Akcjonariusze Portu Lotniczego Lublin ustalili nowe zasady wynagradzania zarządu spółki. Pensje prezesa i jego zastępcy pozostaną jednak bez zmian.
Uchwałę w tej sprawie przyjęto na Nadzwyczajnym Walnym Zgromadzeniu PLL. Czytamy w niej, że tzw. stała część pensji szefa portu Andrzeja Hawryluka może wynieść od 3- do 5-krotności przeciętnego miesięcznego wynagrodzenia w sektorze przedsiębiorstw w czwartym kwartale 2016 roku. Wynosiło ono wówczas 4 403,78 zł, co oznacza, że w teorii miesięczne zarobki prezesa mogłyby mieścić się w przedziale 13,2-22 tys. zł. W przypadku wiceprezesa Włodzimierza Wysockiego maksymalna pensja może być równa 4,5-krotności wspomnianej sumy, czyli prawie 20 tys. zł. Do tego zarząd może liczyć na tzw. wynagrodzenie zmienne, które nie może przekroczyć 30 proc. części stałej zarobków w poprzednim roku.

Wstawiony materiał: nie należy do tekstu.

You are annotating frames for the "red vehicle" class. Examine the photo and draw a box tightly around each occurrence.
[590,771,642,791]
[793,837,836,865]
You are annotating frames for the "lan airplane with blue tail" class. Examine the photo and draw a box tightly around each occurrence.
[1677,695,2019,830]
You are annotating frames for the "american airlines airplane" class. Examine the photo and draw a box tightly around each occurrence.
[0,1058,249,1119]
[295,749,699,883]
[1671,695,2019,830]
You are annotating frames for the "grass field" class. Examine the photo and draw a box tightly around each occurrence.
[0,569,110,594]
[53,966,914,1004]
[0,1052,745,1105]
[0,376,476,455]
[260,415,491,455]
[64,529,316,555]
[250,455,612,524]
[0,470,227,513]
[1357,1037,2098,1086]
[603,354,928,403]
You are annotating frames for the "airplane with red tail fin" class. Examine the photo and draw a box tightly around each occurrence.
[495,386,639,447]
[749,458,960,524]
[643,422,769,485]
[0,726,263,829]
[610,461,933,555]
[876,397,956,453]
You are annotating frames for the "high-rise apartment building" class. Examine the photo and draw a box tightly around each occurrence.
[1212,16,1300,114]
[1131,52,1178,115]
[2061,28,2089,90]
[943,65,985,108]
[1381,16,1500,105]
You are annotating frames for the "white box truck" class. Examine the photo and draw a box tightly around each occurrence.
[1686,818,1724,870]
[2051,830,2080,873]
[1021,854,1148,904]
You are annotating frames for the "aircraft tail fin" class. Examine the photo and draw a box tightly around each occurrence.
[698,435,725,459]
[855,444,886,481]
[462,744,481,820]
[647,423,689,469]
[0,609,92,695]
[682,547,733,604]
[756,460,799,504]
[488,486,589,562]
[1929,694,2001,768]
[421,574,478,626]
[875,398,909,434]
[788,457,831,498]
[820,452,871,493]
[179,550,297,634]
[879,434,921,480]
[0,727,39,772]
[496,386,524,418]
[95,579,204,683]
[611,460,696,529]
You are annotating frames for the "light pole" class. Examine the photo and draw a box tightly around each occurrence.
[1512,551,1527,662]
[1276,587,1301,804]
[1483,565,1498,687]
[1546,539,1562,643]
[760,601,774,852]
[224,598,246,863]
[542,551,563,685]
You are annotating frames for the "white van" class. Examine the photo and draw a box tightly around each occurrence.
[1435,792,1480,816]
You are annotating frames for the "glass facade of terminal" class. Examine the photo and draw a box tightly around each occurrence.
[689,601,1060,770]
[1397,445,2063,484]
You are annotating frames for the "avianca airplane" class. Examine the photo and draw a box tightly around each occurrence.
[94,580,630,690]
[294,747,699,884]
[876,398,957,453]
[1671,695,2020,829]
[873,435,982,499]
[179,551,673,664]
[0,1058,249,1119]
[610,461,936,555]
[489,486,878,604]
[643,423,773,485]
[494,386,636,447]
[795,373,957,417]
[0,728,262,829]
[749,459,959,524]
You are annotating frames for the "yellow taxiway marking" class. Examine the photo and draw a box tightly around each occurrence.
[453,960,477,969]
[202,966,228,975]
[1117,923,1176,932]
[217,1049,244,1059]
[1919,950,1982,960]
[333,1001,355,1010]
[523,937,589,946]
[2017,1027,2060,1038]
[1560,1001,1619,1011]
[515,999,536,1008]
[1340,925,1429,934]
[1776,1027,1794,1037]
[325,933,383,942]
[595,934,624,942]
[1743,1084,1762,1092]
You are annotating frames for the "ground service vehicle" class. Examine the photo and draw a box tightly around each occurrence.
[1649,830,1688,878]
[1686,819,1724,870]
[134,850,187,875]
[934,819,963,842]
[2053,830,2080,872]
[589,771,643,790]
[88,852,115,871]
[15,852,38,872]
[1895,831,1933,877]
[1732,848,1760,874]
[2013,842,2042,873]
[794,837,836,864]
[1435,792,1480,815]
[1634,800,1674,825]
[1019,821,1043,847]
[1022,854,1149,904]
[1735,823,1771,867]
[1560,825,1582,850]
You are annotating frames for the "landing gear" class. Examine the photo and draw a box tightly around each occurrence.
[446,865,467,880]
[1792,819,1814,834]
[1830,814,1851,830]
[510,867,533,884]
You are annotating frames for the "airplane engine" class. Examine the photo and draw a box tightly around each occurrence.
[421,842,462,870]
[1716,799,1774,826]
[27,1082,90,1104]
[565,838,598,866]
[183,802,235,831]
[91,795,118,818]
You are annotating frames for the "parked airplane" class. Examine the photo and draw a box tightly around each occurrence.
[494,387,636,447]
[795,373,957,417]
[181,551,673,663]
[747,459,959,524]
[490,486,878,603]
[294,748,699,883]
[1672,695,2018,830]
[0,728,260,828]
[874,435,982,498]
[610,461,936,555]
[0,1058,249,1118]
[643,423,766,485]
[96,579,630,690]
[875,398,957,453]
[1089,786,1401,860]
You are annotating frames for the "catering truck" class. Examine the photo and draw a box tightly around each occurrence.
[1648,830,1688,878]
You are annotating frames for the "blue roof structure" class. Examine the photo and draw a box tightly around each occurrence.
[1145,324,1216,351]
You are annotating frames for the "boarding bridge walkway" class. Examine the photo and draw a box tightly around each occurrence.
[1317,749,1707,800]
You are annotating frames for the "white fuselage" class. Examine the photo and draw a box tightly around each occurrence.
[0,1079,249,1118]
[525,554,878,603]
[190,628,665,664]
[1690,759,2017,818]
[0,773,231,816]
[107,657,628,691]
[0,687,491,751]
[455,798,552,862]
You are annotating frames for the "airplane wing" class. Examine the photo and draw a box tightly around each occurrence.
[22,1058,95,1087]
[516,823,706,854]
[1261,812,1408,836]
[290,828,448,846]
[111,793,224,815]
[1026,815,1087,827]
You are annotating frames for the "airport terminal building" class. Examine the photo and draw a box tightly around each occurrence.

– Uchwała wynika prawdopodobnie ze zmian, jakie zaszły w przepisach. W przypadku obu członków zarządu obowiązują jednak umowy, jakie zawarli wcześniej – informuje Piotr Jankowski, rzecznik prasowy spółki.
Zarobki kierownictwa portu pozostały bez zmian.
Miesięczna pensja prezesa Hawryluka to 21 419,95 zł brutto. Wiceprezes Wysocki zarabia 19 261,76 zł.
Nie zmieniły się również uposażenia członków rady nadzorczej lotniska. Jej przewodniczący Jacek Sobczak dostaje co miesiąc równowartość miesięcznego wynagrodzenia w sektorze przedsiębiorstw – 4 403,78 zł. Pozostali członkowie (Stanisław Kalinowski, Stefan Czerwiński, Jan Chadam, Stanisław Misterek, Daniel Ruciński i Leszek Słaboń) zarabiają 0,75-krotność tej kwoty, czyli prawie 3,3 tys. zł (wszystkie kwoty brutto).
Według ostatniego dostępnego sprawozdania finansowego 2020 rok Port Lotniczy zamknął z wynikiem 18 mln zł na minusie. To wynik nieco „lepszy” niż w latach wcześniejszych, kiedy roczne straty sięgały nawet 30 mln zł. Jednym z głównych powodów mniejszej straty było ograniczenie kosztów funkcjonowania lotniska w czasie trzymiesięcznego zamknięcia podczas wybuchu pandemii.